Ad Agency Creatives Are Using FaceApp #ItsGettingOld To Reimagine Black Lives Taken Too Soon

Written by Lauren DeLisa Coleman
Eric Garner, Sandra Bland and Trayvon Martin’s untimely deaths caused massive outrage in the U.S. related to gun violence and police brutality. Image: Twitter #ItsGettingOld

FaceApp is the latest social media tool taking Instagram by storm. 

Popular for it’s neural face-transformation filters that, among other things, demonstrate future aging of individuals, FaceApp is as much a draw as it is an issue. It’s even under FBI investigation as a possible national security threat.
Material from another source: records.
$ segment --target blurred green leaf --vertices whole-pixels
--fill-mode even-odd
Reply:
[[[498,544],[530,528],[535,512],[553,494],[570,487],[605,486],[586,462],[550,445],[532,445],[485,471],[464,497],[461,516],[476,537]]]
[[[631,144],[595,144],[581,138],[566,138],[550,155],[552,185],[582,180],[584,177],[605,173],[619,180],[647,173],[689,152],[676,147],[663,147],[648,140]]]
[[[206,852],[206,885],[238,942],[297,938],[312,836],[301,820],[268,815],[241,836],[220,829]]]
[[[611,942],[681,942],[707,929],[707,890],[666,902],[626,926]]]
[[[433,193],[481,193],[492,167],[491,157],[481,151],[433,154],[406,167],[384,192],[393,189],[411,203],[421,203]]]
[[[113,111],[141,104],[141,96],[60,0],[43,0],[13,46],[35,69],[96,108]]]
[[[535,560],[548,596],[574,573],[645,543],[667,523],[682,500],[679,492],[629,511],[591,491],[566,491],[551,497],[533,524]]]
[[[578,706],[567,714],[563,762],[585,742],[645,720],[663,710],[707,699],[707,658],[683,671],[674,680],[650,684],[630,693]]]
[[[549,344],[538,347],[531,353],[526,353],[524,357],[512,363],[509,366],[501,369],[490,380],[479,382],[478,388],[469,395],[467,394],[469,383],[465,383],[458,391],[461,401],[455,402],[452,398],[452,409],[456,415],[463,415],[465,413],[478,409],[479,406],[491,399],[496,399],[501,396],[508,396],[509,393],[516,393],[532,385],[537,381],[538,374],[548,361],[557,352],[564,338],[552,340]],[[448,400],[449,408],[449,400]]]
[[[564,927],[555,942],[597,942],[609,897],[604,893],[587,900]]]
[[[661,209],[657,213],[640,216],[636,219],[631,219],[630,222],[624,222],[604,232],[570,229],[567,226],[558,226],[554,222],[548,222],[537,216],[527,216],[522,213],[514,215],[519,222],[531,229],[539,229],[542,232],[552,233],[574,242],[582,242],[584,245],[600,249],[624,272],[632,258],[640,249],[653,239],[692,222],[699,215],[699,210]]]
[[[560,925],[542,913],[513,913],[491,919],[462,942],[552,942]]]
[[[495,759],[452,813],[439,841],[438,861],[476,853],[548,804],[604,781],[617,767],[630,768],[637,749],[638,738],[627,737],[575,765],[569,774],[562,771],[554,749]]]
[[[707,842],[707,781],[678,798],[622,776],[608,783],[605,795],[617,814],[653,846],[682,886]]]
Creatives from one company are attempting to use the app to drive social good.

Creatives from McCann Worldgroup, a leading marketing services company, are using FaceApp to encourage social discussion. Dubbed the #ItsGettingOld campaign, they used the images of African-American victims of violence to re-imagine their features if they were still alive and had been permitted to age naturally.  The first three individuals selected are the late Trayvon Martin, Eric Garner and Sandra Bland, whose untimely deaths caused massive outrage in the U.S. around gun violence and police brutality.

The story broke in advertising trade media outlets last week and is beginning to catch hold. Creative executives from McCann have chosen to drive this campaign with the hope that the events around such deaths will not be normalized. They hope to inspire people to vote and create change in our society today.
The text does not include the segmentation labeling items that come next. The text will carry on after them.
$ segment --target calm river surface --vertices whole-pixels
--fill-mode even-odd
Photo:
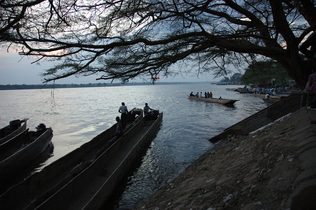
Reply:
[[[122,102],[129,110],[142,109],[147,103],[163,111],[160,130],[111,208],[131,207],[211,148],[208,139],[268,105],[252,94],[225,90],[238,87],[204,84],[64,88],[53,92],[0,91],[0,127],[12,120],[27,118],[30,130],[40,123],[52,128],[53,151],[39,170],[115,123]],[[211,91],[214,98],[240,100],[226,106],[189,100],[187,95],[191,91]]]

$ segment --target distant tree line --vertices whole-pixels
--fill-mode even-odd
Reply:
[[[183,85],[193,84],[209,84],[210,82],[157,82],[155,85]],[[88,84],[46,84],[40,85],[0,85],[0,90],[26,90],[27,89],[50,89],[58,88],[72,88],[75,87],[110,87],[119,86],[134,86],[136,85],[152,85],[151,83],[146,82],[129,82],[122,84],[121,83],[89,83]]]
[[[71,88],[74,87],[105,87],[106,86],[120,86],[119,83],[108,84],[106,83],[96,83],[88,84],[41,84],[40,85],[0,85],[0,90],[25,90],[27,89],[50,89],[58,88]]]
[[[291,79],[284,67],[272,60],[253,62],[246,69],[241,79],[244,84],[260,87],[287,85]]]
Though the creatives that worked on this project all work for the same agency, this was a personal project published independently, Moguldom has learned.

What is intriguing here is that they applied an approach that might normally be used toward a brand ford social good. This echoes a conversation during the recent Cannes Lions Festival revolving around the trend of “brand citizenship” or brands and companies needing to take a stand for what they believe in and not solely focus on profit, particularly during such a volatile and tense time in the world.  

While positive in nature, the campaign seems to be taking a bit of time to actually get onto the radar of those who could make the most noise about it. On average, posts have only about 40 likes on Instagram and nearly no comments. The Twitter mentions about the campaign are positive with one user noting that the images are a creative use of social media to drive good, but the posts have nearly no retweets or likes.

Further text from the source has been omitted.